Where do these views come from?
The best explanation for why the median American holds quirky views on inflation is that they see inflation itself as synonymous with certain day-to-day living expenses. So, anything that they think might reduce their major out-of-pocket expenses — lower taxes, lower mortgage rates, less greedy companies, less greedy unions — is deemed good for reducing inflation too.
The question then becomes: where does this misguided understanding of inflation come from?
Part of the problem, no doubt, is just a lack of basic economic literacy — not just among the public, but in the broader debates around inflation that the public hear. One reason that I started writing The War on Prices is because I could see that this inflationary moment was leading to all sorts of bad ideas resurfacing, whether theoretical (wage-price spirals) or policy-based responses (price controls). The fact that YouGov didn’t even include the Federal Reserve as a source of blame for inflation speaks volumes. The conflation of inflation with individual price changes is also pervasive.

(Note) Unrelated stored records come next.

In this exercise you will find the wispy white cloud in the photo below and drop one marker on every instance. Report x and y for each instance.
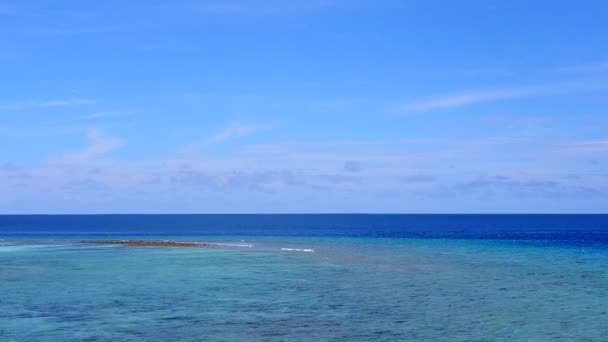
(467, 98)
(481, 96)
(20, 105)
(588, 146)
(591, 68)
(234, 131)
(99, 144)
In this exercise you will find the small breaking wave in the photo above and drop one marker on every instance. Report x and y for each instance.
(305, 250)
(243, 245)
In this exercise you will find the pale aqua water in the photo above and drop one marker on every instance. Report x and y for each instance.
(349, 289)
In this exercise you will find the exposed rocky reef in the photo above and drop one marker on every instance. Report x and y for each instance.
(148, 243)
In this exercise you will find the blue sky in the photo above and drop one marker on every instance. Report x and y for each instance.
(303, 106)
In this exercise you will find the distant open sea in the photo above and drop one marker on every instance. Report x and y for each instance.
(306, 278)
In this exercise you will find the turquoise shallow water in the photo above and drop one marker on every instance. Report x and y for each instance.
(348, 289)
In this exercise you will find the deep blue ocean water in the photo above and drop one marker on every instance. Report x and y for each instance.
(306, 278)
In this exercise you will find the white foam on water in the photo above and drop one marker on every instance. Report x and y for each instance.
(305, 250)
(245, 245)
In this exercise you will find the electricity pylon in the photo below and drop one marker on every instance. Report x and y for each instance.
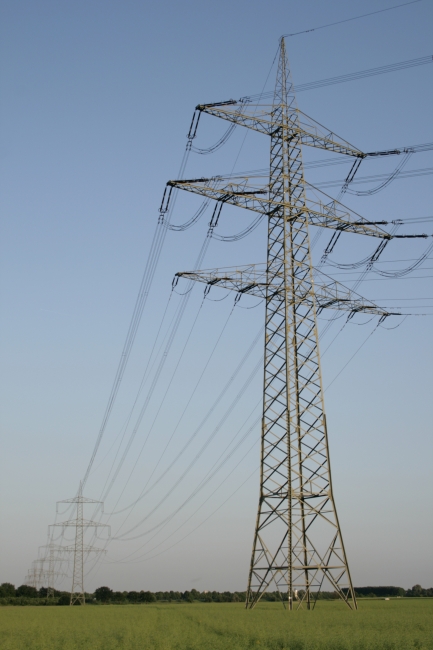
(298, 546)
(80, 549)
(53, 555)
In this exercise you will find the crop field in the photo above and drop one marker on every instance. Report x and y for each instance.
(377, 625)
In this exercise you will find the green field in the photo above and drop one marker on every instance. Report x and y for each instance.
(377, 625)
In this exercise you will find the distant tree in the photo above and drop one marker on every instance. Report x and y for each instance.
(104, 594)
(147, 597)
(27, 592)
(7, 590)
(118, 596)
(133, 596)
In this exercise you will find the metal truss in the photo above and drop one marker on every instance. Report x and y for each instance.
(298, 547)
(79, 549)
(252, 279)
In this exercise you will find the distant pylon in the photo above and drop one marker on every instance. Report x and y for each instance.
(298, 546)
(53, 556)
(80, 549)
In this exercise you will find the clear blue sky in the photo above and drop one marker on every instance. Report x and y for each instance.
(97, 98)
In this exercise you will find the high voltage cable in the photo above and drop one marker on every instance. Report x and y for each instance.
(222, 420)
(136, 560)
(354, 76)
(144, 377)
(179, 315)
(202, 484)
(424, 171)
(203, 448)
(347, 20)
(189, 145)
(183, 412)
(146, 282)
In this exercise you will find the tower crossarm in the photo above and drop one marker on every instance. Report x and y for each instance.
(243, 193)
(264, 119)
(82, 523)
(326, 292)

And, to be honest, the blurring of some of these theoretical distinctions between relative price changes and inflation are not always a bad thing from a policy perspective. Though high inflation periods can lead to mischief with price controls and demagoguery against companies, it can also be a spur to genuinely beneficial deregulation of important industries (see the Jimmy Carter- Ronald Reagan period). If the U.S. removes supply-side constraints against new energy production today, this could have similarly beneficial effects now.
It’s difficult to look at the results by party identification, however, and not conclude that there is also either a top-down absorption of political narratives by party, or perhaps even that respondents tells pollsters what they think a Republican or Democratic loyalist would say.

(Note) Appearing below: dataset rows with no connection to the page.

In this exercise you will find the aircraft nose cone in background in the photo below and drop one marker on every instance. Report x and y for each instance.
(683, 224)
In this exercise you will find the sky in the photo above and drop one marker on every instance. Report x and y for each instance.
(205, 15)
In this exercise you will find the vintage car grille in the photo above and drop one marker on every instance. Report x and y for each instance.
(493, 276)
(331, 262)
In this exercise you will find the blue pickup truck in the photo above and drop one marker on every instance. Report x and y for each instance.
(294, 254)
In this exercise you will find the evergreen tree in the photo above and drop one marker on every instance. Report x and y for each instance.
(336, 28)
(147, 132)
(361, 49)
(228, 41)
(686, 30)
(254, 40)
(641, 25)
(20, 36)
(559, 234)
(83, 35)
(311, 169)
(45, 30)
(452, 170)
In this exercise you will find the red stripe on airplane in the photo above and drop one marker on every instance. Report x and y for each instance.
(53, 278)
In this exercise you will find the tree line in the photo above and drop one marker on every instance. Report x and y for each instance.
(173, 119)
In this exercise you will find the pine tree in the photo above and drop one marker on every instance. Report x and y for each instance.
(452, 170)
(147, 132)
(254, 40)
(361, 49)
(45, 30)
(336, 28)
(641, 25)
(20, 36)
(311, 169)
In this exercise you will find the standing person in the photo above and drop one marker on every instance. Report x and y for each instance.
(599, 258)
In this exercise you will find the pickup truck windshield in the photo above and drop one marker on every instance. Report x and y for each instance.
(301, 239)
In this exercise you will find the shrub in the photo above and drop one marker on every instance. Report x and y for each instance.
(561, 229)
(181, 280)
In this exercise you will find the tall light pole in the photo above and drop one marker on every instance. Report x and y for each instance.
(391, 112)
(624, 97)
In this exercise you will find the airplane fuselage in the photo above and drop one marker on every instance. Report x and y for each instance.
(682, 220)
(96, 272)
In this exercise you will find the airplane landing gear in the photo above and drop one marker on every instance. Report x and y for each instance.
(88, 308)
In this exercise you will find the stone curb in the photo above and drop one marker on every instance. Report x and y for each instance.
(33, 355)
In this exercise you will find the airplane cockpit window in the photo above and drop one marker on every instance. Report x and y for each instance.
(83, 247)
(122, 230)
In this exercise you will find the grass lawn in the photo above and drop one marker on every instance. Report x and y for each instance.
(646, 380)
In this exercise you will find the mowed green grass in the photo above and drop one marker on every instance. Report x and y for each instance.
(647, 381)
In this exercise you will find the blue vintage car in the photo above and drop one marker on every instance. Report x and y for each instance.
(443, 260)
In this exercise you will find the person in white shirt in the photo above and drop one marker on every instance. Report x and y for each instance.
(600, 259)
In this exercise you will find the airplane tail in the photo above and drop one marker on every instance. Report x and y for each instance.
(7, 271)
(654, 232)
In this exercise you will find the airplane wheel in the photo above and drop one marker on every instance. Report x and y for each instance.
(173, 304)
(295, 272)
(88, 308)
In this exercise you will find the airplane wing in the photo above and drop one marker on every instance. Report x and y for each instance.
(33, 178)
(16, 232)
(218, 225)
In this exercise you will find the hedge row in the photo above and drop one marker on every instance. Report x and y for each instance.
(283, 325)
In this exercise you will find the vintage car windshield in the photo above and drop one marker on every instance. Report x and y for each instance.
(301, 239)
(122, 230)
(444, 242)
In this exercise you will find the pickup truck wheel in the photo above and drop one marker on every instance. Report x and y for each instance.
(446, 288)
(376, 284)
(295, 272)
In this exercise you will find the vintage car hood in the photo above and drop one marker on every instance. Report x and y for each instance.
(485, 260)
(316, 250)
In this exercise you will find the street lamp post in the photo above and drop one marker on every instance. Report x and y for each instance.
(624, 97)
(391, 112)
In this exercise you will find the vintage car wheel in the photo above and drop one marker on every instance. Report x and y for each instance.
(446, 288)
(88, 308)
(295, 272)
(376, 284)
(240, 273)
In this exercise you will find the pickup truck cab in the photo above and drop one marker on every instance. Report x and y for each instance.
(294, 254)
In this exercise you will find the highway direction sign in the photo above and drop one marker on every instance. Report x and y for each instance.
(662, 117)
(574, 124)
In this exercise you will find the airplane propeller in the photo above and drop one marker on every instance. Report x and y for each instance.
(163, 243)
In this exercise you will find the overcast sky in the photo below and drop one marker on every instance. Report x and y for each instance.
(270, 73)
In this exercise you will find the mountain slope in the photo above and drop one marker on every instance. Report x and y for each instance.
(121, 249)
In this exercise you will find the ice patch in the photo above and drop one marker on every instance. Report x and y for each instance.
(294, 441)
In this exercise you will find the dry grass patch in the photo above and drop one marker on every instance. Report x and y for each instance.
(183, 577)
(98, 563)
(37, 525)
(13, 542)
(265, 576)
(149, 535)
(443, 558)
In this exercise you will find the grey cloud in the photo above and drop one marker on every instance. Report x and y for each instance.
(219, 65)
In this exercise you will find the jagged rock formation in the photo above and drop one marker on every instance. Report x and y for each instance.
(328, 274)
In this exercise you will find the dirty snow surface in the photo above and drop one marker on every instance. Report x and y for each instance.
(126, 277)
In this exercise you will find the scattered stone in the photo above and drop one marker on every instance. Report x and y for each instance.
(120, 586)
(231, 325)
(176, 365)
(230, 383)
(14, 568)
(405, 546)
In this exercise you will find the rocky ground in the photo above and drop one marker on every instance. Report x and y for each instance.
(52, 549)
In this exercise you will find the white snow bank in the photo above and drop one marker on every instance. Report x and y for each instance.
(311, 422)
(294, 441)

Democrats are most likely to blame corporations, foreign oil prices, the pandemic, supply-chains, and Republicans for inflation. Republicans are most likely to blame federal spending, Democrats, and foreign oil prices. Both these sets of explanations are obviously convenient electorally for passing the buck when one considers the periods of time in which the parties occupied the U.S. Presidency.

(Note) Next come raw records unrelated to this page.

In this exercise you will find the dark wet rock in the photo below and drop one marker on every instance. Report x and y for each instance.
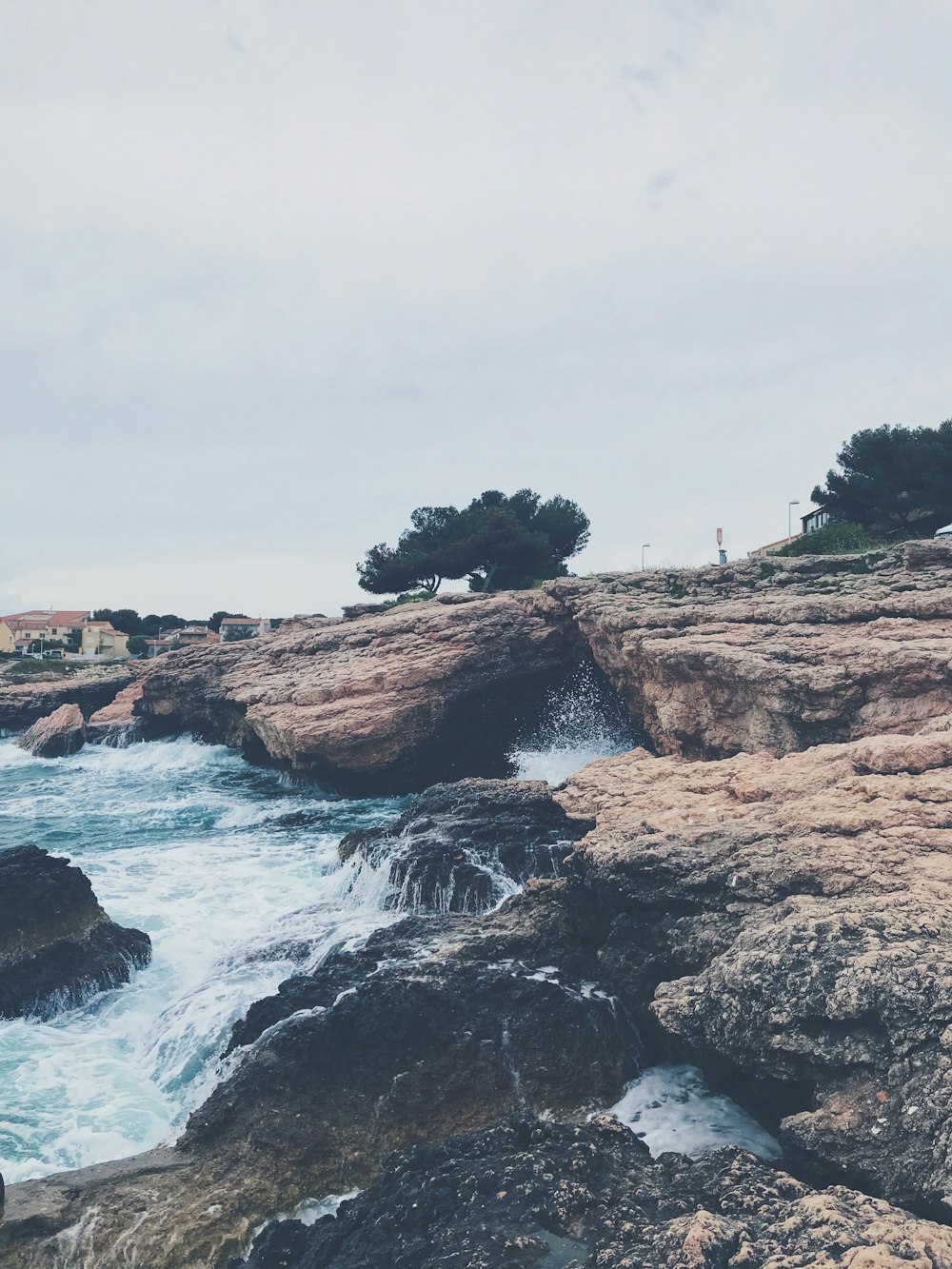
(404, 1041)
(61, 732)
(460, 846)
(537, 1196)
(57, 945)
(407, 1043)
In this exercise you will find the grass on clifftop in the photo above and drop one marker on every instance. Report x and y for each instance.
(838, 538)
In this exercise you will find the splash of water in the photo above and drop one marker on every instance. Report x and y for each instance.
(235, 876)
(581, 721)
(672, 1108)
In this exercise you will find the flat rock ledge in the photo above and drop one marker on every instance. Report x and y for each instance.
(61, 732)
(788, 922)
(22, 704)
(57, 947)
(528, 1195)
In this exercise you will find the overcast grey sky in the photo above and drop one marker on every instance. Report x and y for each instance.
(276, 273)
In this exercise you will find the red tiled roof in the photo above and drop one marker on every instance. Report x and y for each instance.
(38, 616)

And the blame game feeds through into policy solutions too. Democrats think that price controls, investing in supply chains, and taxing corporations are the most hopeful ideas for reducing inflation. Republicans say it is increasing domestic oil production, cutting taxes, and reducing government spending. Though not all elected politicians from either party would agree with these prescriptions, they do broadly reflect the stated policy positions or complaints from prominent members of the Dems and GOP.